Analogously, Raj Chetty recently found that the median income of Ivy League grads isn’t much higher than that of state flagship university grads with identical test scores. But if you want to get a really high-paying job with McKinsey or Goldman Sachs, then you have a much better chance if you go Ivy.
On the other hand,
I found that, while attending an elite university does help lower-ranked recruits get a shot in the NBA, it does not help them become great NBA players. A lower-ranked recruit who goes to a less-elite school is just as likely to become an NBA All-Star as one who goes to an elite school.
An interesting gimmick of this book is that while it took Stephens-Davidowitz three years to write each of his two previous tomes, he got this one done in a month using ChatGPT artificial intelligence.
Only the appendix that explains how he used AI was written in part by AI: The main section of the book is in the same prose style as his previous works. But he found ChatGPT’s dull prose style good enough for rewriting his end papers.
The technique he used for generating the appendix was to jot down sentences in any order, then ask AI to put them in a coherent sequence. After a few back-and-forths, ChatGPT would come up with a pretty decent text.
Nor did AI discover many of the findings in the book.
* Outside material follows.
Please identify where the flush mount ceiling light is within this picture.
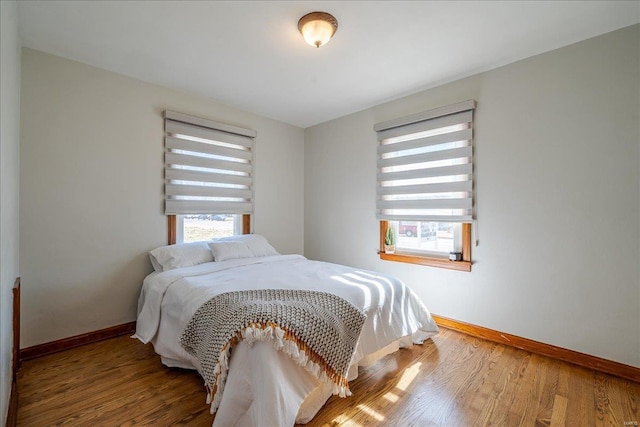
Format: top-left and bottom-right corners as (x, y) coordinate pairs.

You might think that AI would be particularly adept at crunching through massive amounts of data to find unexpected statistical correlations, but so far the leading AI services are focused more on spewing plausible-sounding prose.
So instead, Stephens-Davidowitz used ChatGPT to quickly handle the more boring data analysis tasks like merging and cleaning data. It also makes nice graphs once you know what you want.
One interesting task the author off-loaded onto his robot assistant came when he was wondering whether guys who had grown up in scary slums were cooler in the clutch. So he asked ChatGPT to look into its vast knowledge base and rate famous NBA players on a 1 to 10 scale of “childhood difficulty.”
It turned out that hood kids and suburbanites were equally affected by pressure. More interestingly, the ratings of childhood difficulty that ChatGPT came up with were “coherent and sensible.” For example,
Allen Iverson, 9.0, “Grew up in poverty in Hampton, Virginia; mother struggled in a crime-infested environment.”…
Steve Nash, 2.0, “Had a comfortable upbringing in British Columbia, Canada, with family support for his sports endeavors.”
Steve Nash, two-time NBA MVP, is an Elon Musk type born in Johannesburg and raised in genteel Victoria, British Columbia.
I have a theory, inspired by Nash and the great John Stockton of Spokane, Washington, that white basketball players in North America thrive best in remote regions where they don’t have to compete against too many blacks until they are more physically mature. My impression is that whites mature more slowly than blacks, so the urban white kids who have to play with blacks as adolescents tend to wind up on the bench, discouraged.
Yet, I don’t really care enough about recent basketball history to search through the data to find out if I’m correct or not. Pretty soon, though, I should be able to ask a robot to do it for me.